Wrestling with incongruous ideas is a part of the liberal arts tradition and one of my favorite parts of college. Extraordinary learning comes from dialogue – evaluating competing claims and argumentations. History is rife with vivid intellectual disagreements, and these disagreements demonstrate engaging with dissenting opinions can be more fruitful than stomping them out. Furthermore, dialogue is essential to building empathy, a critical part of collegiate learning. Given the significance of disagreement, we should be sensitive to practices that could threaten open discourse.
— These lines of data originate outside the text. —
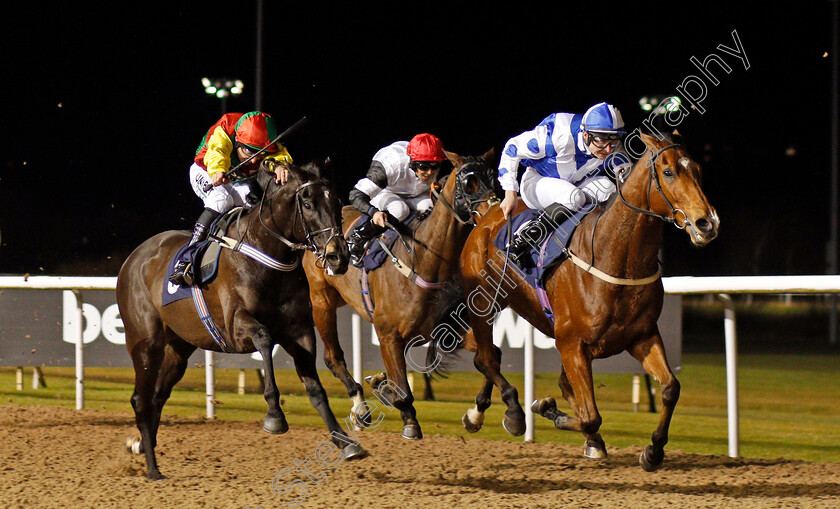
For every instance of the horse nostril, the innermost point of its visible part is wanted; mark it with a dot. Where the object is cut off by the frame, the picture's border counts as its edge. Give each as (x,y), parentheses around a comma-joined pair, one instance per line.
(704,224)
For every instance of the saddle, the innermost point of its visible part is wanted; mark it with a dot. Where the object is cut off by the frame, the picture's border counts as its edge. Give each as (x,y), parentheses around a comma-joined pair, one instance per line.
(550,253)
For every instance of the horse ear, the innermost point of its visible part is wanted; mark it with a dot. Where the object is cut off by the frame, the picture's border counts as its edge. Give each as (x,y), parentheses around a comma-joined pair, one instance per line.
(454,158)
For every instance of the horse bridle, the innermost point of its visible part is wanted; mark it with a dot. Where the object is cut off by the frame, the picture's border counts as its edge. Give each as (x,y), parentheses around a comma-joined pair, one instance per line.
(470,201)
(654,177)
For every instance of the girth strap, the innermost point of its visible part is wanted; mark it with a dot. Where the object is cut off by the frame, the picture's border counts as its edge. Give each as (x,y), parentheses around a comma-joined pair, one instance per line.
(257,255)
(611,279)
(207,320)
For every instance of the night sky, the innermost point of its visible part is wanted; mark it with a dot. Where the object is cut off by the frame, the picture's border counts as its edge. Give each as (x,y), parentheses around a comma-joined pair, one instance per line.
(103,107)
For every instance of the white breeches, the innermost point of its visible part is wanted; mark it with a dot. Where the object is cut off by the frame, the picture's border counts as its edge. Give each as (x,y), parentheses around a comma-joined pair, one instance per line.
(400,207)
(220,198)
(538,192)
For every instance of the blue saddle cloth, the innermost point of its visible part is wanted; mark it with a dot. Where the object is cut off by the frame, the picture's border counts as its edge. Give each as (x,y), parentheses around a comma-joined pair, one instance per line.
(204,257)
(551,252)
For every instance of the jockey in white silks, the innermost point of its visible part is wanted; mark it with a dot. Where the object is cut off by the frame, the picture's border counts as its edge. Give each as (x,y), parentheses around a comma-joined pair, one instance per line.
(569,159)
(398,182)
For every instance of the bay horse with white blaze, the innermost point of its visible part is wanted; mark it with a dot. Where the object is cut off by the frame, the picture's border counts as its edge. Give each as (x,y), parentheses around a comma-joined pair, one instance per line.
(254,306)
(608,304)
(403,306)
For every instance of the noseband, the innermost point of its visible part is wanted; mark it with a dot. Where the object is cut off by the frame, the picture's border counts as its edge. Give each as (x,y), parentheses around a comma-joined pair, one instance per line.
(309,245)
(654,177)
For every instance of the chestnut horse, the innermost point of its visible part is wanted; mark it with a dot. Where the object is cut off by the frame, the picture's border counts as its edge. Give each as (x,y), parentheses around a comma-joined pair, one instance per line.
(608,304)
(402,308)
(254,306)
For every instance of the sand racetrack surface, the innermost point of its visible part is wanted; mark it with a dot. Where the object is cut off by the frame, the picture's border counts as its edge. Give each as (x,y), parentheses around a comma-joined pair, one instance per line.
(59,457)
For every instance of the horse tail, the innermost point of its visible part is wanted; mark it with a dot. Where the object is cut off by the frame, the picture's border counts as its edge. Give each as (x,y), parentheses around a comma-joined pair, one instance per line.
(451,323)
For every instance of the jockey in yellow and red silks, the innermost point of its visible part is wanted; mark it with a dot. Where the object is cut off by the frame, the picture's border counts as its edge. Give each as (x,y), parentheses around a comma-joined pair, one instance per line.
(232,139)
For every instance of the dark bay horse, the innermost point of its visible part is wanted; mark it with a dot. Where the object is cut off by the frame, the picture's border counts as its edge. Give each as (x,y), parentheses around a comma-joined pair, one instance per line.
(402,308)
(608,304)
(254,307)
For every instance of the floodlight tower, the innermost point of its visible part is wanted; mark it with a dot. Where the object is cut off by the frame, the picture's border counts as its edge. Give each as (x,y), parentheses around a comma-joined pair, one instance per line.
(222,88)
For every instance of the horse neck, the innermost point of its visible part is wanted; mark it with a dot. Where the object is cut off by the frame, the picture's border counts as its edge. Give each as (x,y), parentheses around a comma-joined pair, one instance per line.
(627,242)
(439,239)
(275,215)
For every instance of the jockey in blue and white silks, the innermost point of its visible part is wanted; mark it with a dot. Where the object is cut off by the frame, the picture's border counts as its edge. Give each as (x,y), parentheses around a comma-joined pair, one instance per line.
(570,162)
(397,183)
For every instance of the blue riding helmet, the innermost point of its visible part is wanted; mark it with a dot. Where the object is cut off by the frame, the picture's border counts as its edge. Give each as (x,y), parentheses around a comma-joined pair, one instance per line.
(604,119)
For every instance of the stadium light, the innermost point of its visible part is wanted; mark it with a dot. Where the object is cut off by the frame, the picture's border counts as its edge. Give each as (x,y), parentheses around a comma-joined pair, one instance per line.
(222,88)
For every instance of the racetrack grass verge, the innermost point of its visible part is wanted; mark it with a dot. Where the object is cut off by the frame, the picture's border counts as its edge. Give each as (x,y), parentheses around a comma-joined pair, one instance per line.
(789,404)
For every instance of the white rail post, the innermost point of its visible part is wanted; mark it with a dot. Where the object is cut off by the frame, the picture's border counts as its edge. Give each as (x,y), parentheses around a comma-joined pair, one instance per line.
(731,340)
(357,347)
(529,384)
(636,394)
(240,387)
(209,379)
(80,355)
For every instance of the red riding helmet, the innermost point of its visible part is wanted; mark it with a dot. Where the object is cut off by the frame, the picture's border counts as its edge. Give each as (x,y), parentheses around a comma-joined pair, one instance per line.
(256,130)
(426,147)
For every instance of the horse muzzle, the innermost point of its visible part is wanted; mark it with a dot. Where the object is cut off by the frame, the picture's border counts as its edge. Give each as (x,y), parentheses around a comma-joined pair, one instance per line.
(703,229)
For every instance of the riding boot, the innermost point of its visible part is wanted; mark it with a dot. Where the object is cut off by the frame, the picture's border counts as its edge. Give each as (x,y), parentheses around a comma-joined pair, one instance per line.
(358,239)
(534,232)
(181,274)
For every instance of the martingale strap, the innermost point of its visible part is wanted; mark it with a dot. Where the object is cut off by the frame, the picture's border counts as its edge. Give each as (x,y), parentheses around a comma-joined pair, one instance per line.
(257,255)
(403,268)
(588,267)
(207,320)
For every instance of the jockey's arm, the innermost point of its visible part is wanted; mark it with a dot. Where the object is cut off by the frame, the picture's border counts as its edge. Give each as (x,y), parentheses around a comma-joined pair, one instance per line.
(373,183)
(217,158)
(279,162)
(528,145)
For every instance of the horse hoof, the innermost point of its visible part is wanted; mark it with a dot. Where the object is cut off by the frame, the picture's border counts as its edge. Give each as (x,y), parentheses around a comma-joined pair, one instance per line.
(594,450)
(471,426)
(412,432)
(376,380)
(354,452)
(515,427)
(134,445)
(275,425)
(646,465)
(545,407)
(155,475)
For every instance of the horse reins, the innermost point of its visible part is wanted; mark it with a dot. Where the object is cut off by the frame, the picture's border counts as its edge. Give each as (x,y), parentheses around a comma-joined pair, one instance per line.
(654,178)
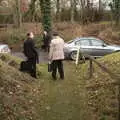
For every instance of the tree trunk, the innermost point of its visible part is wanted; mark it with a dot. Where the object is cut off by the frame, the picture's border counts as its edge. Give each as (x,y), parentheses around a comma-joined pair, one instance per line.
(72,11)
(46,14)
(18,14)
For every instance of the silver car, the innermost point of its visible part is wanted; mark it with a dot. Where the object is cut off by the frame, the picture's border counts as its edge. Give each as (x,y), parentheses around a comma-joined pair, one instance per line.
(88,45)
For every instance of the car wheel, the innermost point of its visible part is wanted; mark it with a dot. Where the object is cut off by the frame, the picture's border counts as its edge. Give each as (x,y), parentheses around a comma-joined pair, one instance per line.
(73,55)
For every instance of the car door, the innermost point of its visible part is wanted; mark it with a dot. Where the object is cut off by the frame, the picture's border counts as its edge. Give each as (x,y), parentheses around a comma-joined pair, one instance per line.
(99,48)
(85,46)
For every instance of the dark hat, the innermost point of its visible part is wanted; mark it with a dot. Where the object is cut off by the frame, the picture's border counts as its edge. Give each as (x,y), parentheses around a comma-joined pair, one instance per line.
(55,34)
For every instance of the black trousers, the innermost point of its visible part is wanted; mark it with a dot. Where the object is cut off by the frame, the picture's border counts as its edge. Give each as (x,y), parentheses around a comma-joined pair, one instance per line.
(32,63)
(57,65)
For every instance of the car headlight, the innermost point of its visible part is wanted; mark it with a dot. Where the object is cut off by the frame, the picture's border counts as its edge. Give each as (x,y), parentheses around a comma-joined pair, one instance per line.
(5,50)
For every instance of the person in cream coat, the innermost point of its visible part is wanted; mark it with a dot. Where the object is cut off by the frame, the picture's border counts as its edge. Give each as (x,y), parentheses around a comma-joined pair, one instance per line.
(56,55)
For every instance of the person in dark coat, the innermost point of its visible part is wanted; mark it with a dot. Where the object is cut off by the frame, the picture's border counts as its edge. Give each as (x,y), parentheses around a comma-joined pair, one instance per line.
(31,53)
(46,40)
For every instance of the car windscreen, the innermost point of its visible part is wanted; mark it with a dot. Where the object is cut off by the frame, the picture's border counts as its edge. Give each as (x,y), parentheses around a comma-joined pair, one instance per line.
(83,42)
(97,42)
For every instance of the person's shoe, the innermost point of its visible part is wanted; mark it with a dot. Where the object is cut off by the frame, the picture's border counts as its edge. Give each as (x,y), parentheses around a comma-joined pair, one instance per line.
(62,78)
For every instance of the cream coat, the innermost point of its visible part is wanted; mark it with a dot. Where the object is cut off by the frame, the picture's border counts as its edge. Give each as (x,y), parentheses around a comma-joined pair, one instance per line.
(56,49)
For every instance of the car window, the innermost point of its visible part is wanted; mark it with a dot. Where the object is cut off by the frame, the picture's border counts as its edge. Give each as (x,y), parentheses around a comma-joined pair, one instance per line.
(97,42)
(84,42)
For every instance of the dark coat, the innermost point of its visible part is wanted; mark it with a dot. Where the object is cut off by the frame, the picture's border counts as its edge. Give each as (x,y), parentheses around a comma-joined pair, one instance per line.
(47,39)
(29,49)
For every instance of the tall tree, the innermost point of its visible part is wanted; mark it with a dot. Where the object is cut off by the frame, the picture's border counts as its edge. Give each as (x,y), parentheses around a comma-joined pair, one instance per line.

One purported threat to dialogue is the ‘safe space’ movement.

Earlier this school year, Columbia student Adam Shapiro wrote to his school newspaper justifying why he designated his room an ‘unsafe space.’ “My objection to the ‘safer space’ project is not that it is trying to eliminate racism, sexism, and homophobia,” writes Shapiro, “It is precisely the opposite. My objection is that ‘safe spaces’ are attempting to create false spaces where these evils in their truest and coarsest form are kept at bay and out of the discussion.” It is worth digesting Shapiro’s piece in full, but this gets at the heart of the objection: dangerous, unsafe ideas are often beneficial.

I am no stranger to how harmful dismissing dissent can be. I came to Concordia College from a Catholic high school where I was often targeted for being an atheist. In one instance, I was required to take a special test because I did not believe a lesson had changed my life. While other students were assigned reflection papers, one other student and I took a large test consisting primarily of rote definition recall. What could have been an opportunity for learning just entrenched us deeper into our disagreement.

In her recent New York Times opinion article “In College and Hiding from Scary Ideas,” Judith Shulevitz argues – as did Shapiro – that colleges should not infantilize students. The primary target of her critique is the safe space. “…[T]he notion that ticklish conversations must be scrubbed clean of controversy has a way of leaking out and spreading. Once you designate some spaces as safe, you imply that the rest are unsafe.”

My stint in less than welcoming classrooms taught me the value of healthy discourse, but it also taught me what Shapiro and Shulevitz missed: students may need the emotional support safe spaces can provide. Attending meetings of Concordia’s then-unofficial Secular Student Group proved immensely helpful as I tried to view myself in a more positive light than some of my former teachers did. Why? Because Shulevitz is right: safe spaces are adrift in a sea of unsafe spaces.

My plight of taking a punishing test is nothing – this country can be a grim place for young people. The second leading cause of death for Americans ages 15-34 is suicide, followed closely by homicide. The Californian “Sodomite Suppression Act” has reached enough signatures to reach the ballot. The act calls for anyone who would ever or has ever engaged in same sex sexual acts to “be put to death by bullets to the head or by any other convenient method.” Meanwhile, one in four young women experience rape or attempted rape prior to or during college. A prominent columnist can see this and similar statistics, argue colleges encourage women to make false rape reports by “[making] victimhood a coveted status that confers privileges,” and be lauded. Evidence suggests women who don’t attend college fare even worse. While we are a few centuries removed from Hobbes’ Leviatihan, life can still be nasty and brutish. All the more reason for young people to have places they can identify as safe.

I see Shulevitz’s point: colleges shouldn’t hide students from controversial ideas. A former debater, I too believe in the importance of dialogue. Yet the debate about safe spaces is missing that, for too many young people, safety is a luxury. Shulevitz’s opinion could have done better to recognize that students are not just hiding from scary ideas, but from a scary reality.